COVID-19: China is immunizing citizens with vaccines under trial

By Backend Office, Desk Reporter
China Vaccine Image
Representational Image

China is vaccinating tens of thousands of its citizens with experimental coronavirus vaccines despite expert concerns about the safety of drugs that have not completed standard testing.

In July, China unveiled an emergency vaccine use program offering three experimental shots developed by the state pharmaceutical giant China National Pharmaceutical Group (Sinopharm) and the US-listed Sinovac Biotech unit. In June the Chinese military approved a fourth COVID-19 vaccine being produced by CanSino Biologics for use.

Aimed to protect essential workers and minimize the risk of further outbreaks, the vaccine is also drawing global attention as governments scramble to secure supplies.

Read More:Political leaders ignored COVID-19 warnings causing a ‘world in disorder’: GPMB report

China has not released official data on the uptake in targeted domestic groups including workers in the medical, transportation and food sectors. But data suggests that at least tens of thousands of people were immunized.

The communist country has engaged a top-down public approach to endorse the experimental vaccines and encourage community support. The chief executives of Sinovac and Sinopharm and the military research leader were among the first to be administered the vaccination.

The Chinese Center for Disease Control and Prevention (CDC)’s chief biosafety specialist has confirmed this week that she too was vaccinated in April as she declared the possibility that at least some of the vaccines will be ready for public use as early as November as no side effects have been observed on whom it was administered.

Safety concerns

China’s strategy stands in contrast to that of many Western countries, where experts including WHO (World Health Organization) warned against allowing the emergency use of vaccines that have not been completely tested, citing a total lack of understanding of its effectiveness and possible side effects in the longer term.

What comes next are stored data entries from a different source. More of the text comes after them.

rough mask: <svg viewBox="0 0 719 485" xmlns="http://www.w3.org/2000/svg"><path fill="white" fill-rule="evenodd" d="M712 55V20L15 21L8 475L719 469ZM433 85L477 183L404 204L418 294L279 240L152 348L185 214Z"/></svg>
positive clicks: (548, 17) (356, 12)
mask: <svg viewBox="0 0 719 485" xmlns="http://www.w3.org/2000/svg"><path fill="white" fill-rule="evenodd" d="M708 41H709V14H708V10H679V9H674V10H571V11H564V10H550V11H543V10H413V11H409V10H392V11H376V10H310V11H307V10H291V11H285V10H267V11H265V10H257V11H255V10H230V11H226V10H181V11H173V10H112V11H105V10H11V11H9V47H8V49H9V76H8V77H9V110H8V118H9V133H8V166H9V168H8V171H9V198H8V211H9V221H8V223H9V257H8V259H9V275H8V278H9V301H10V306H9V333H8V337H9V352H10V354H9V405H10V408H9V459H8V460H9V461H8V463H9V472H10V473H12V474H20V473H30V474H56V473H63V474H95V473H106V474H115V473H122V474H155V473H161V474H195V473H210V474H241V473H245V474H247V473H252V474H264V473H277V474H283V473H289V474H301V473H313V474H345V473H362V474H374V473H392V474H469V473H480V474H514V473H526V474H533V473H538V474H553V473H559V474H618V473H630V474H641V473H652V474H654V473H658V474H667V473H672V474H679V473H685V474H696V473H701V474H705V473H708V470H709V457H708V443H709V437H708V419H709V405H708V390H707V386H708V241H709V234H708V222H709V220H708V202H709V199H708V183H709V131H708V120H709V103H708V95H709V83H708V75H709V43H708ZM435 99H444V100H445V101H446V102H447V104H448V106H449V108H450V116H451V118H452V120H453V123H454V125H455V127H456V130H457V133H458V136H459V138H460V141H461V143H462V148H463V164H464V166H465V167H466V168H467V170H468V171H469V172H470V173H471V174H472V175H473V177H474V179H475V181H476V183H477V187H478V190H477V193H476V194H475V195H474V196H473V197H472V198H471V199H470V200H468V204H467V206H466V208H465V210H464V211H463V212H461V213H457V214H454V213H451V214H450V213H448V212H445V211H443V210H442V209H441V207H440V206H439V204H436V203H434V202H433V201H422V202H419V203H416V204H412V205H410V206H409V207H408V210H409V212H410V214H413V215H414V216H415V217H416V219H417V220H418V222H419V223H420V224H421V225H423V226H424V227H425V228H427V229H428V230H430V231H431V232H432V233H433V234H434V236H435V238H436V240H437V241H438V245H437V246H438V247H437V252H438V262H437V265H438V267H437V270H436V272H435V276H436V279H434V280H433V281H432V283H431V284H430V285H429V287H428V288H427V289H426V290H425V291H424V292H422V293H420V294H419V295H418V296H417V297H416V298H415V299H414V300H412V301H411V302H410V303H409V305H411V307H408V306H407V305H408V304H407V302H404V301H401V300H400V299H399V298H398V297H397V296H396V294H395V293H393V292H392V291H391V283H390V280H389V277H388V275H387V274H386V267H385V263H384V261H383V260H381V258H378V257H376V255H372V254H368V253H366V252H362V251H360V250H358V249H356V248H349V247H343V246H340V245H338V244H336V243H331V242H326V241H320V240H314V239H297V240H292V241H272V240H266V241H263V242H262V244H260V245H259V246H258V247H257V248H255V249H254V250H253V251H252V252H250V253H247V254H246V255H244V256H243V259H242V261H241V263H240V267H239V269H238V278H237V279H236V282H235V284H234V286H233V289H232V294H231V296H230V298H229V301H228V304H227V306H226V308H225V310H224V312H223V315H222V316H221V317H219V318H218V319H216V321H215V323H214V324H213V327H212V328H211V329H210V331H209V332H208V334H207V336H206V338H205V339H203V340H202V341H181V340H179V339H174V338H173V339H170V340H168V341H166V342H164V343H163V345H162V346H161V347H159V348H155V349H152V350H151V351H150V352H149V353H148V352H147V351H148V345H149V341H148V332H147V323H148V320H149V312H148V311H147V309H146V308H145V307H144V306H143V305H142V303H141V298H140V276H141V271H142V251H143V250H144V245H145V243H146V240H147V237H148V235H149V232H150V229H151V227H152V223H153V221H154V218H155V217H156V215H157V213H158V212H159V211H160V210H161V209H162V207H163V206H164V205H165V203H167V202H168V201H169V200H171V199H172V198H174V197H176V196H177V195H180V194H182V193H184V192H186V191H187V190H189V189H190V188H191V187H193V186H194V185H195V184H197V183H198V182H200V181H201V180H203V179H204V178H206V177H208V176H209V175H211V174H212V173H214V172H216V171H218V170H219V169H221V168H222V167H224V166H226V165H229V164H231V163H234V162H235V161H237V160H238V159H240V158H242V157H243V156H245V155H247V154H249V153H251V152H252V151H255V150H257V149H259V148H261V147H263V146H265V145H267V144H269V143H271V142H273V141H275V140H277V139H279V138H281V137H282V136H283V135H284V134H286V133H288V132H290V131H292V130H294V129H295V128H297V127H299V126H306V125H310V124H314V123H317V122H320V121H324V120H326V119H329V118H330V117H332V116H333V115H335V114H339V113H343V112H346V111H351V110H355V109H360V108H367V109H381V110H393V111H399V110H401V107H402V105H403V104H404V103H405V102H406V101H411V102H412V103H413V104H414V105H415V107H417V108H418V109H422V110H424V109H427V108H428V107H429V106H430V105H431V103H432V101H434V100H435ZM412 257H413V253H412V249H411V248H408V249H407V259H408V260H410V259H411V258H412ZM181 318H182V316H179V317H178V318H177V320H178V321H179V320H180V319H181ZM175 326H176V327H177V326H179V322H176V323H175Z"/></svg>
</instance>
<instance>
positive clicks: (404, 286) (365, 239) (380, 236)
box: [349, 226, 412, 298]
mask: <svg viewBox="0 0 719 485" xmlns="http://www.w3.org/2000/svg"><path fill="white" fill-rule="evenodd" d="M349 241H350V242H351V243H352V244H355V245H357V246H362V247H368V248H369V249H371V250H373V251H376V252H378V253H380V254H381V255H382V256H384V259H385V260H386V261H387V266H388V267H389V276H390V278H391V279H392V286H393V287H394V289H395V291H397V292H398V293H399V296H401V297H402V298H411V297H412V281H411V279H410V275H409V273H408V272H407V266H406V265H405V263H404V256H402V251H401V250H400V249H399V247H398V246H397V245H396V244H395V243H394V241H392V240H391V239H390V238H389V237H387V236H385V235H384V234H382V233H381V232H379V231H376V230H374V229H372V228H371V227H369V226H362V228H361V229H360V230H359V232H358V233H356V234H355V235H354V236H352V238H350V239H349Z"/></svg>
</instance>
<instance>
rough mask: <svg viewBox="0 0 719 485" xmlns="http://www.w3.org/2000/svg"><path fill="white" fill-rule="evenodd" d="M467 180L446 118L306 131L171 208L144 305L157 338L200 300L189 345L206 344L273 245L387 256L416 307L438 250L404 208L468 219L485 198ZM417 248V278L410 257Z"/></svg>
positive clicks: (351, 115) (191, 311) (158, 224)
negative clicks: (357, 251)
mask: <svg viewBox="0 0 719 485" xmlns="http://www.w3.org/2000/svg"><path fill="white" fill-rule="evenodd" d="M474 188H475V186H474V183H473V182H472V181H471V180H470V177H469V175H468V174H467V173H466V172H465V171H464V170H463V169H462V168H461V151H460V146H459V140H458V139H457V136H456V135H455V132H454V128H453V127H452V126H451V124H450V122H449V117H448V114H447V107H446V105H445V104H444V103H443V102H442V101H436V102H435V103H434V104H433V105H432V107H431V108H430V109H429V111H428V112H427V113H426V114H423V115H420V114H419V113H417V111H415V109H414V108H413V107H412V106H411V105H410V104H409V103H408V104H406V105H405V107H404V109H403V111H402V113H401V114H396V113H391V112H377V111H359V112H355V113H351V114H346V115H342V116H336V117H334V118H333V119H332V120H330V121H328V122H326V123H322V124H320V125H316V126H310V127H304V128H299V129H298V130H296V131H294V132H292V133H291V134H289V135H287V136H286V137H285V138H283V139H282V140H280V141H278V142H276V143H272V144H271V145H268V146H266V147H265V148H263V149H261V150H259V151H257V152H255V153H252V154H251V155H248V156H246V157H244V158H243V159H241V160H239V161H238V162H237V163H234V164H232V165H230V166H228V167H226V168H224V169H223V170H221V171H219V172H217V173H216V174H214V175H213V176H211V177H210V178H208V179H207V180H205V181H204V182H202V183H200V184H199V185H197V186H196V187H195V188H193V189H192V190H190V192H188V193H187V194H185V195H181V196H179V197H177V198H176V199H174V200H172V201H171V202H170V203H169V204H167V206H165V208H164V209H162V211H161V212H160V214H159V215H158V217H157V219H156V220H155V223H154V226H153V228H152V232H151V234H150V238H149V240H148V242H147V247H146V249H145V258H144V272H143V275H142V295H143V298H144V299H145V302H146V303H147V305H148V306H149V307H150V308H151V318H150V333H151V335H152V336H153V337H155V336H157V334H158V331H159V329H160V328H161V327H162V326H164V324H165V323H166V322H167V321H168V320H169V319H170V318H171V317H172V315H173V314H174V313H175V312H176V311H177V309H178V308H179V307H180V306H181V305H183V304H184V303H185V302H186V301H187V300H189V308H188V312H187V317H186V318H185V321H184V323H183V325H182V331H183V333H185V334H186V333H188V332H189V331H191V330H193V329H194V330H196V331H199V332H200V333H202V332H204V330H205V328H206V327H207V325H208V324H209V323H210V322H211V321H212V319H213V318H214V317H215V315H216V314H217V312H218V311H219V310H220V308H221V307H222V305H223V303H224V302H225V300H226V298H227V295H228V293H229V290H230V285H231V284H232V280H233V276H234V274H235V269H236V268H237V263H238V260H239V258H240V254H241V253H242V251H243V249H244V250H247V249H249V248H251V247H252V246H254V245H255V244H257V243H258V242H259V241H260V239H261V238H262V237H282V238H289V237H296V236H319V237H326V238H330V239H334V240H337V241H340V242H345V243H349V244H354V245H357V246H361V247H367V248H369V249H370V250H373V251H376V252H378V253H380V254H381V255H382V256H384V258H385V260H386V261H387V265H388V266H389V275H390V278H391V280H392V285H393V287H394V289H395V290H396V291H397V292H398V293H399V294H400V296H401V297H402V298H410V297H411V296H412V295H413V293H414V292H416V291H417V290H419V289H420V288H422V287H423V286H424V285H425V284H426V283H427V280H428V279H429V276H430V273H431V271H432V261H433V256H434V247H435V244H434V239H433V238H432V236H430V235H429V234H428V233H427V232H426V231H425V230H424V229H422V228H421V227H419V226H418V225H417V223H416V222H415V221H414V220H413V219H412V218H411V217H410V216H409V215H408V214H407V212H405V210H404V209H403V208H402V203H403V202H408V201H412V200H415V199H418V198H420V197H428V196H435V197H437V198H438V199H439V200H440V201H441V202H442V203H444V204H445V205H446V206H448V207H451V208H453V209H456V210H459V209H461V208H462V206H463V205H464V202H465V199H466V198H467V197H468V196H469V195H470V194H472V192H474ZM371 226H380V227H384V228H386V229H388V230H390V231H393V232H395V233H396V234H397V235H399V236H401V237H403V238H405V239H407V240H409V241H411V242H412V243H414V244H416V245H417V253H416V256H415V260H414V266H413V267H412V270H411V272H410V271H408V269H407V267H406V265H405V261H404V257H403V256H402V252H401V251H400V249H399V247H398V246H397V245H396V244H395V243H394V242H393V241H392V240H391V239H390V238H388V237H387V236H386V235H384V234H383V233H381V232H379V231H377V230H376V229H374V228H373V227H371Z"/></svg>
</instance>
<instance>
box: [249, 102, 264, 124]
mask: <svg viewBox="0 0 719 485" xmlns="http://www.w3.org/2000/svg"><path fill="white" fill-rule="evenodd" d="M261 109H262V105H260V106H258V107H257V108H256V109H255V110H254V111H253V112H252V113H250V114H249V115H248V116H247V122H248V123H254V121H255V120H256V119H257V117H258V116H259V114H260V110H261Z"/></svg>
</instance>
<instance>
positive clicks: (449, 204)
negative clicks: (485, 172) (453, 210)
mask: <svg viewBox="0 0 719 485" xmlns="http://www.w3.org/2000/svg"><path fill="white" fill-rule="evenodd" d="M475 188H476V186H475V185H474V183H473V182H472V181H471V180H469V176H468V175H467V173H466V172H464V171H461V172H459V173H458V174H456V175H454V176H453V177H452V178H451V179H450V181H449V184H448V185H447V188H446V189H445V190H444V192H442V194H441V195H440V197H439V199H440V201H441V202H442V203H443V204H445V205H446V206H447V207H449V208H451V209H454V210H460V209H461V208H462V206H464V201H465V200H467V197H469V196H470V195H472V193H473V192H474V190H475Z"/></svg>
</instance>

Last week, vaccine safety came to a sharp focus when AstraZeneca Plc suspended clinical trials of its COVID-19 vaccine, one of the most advanced in development. After receiving the green light from safety watchdogs, the firm resumed British trials over the weekend. They have also, along with other leading Western vaccine makers, promised to follow scientific research standards and oppose any political pressure to hurry the procedure.

Russia is one of the few other countries to permit the use of an experimental vaccine, “Sputnik V.” India is considering vaccine emergency authorization, particularly for the elderly and people in high-risk places of work.

Vaccine approval in UAE

This week the UAE approved the emergency use of a Sinopharm vaccine, the first international emergency clearance for one of China’s vaccines, just six weeks after human trials started in the Gulf Arab state. During the trials, UAE officials reported mild and predicted side effects but nothing severe.